Many people have tried to create a stock market game, and it's a remarkably
difficult challenge. You want the market movements to be unpredictable, but
dependent to some extent on the actions of the players. Many stock market
games are either luck-ridden or too deterministic, but this one succeeds
in creating a realistic experience---as long as you don't mind the fact that
a crash is inevitable (unlike in real life?)
The key mechanism of the game is an opaque bag into which you place colored
cubes representing shares of the companies you can invest in. Players buy and
sell shares, and in general the colors that are bought and not sold will go
into the bag, leading to stock price increases. Players may also buy gold in
lieu of buying stock. In addition to the five colors of stock, the game has
a set of black "doom cubes" that can trigger market crashes. Early in the
game, crashes are impossible, but stock sales and gold purchases add doom
cubes and increase the likelihood of crashes. Doom cubes also drive the price
of gold up, as do gold purchases (!) and the game ends when the price of gold
Players finance their activity by taking out loans, which are more and more
available as the game progresses---until suddenly they aren't. In many games
with loans you must repay your loans, but in Freitag repaying loans is folly.

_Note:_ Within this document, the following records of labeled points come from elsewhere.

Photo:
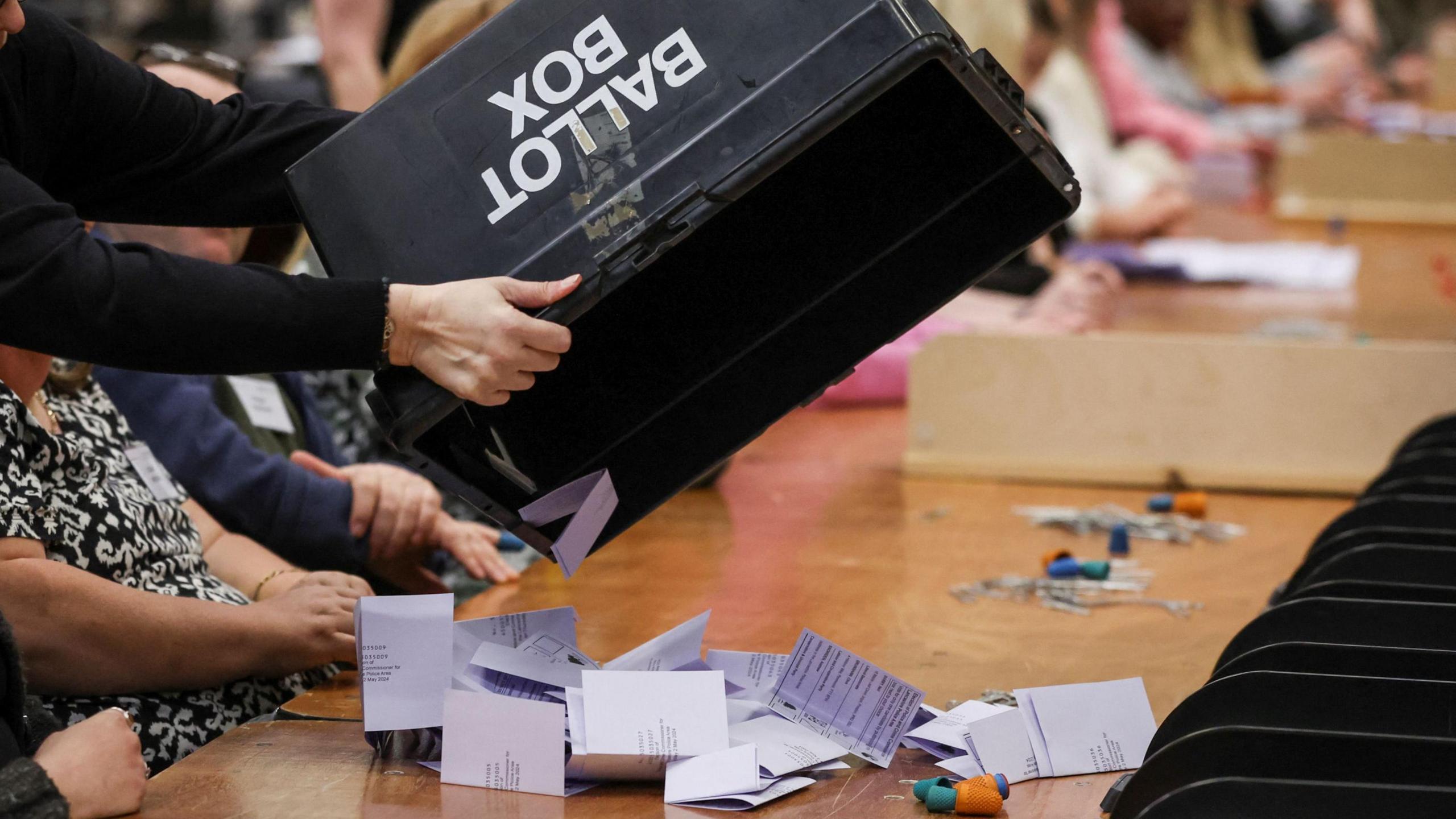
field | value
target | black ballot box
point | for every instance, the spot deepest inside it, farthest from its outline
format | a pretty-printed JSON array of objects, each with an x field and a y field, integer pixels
[{"x": 758, "y": 193}]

They can't collect once you've fled the country! Instead, at the end of the
game, anyone who hasn't taken out the maximum number of loans that is allowed
does so, all stock is sold at the current market price, and you buy as much
gold as you can afford.
In this game, the price of blue stock dropped in the first two market
re-pricings as no blue shares were drawn from the bag. Ian then realized that
the first player to sell blue would be the only one to derive benefit from
blue shares, as they would immediately go into insolvency. He sold his blue
share and we were transported into an odd game in which there were only four
colors instead of the usual five. Dan suffered in particular because he was
stuck with two worthless blue cubes. The prices of red, yellow and purple
shot up nicely, however, and we did some buying and selling. Walt and Ian
bought gold early while Dan and Eric played the market for all they were
worth. Then Eric scored big on some stock sales and began to pile into the
gold market, driving the price up and forcing the others to try to match him.
This brought the game to a rapid conclusion (and none too soon, as the market
was in full plummet mode by the end of the game.)
Final scores: Eric 20, Walt 17, Dan 12 + $43, Ian 12 + $33.
Eric's rating: 9. It's not my usual policy to rate prototypes, but I've
already played Freitag six times and I'm really enjoying it.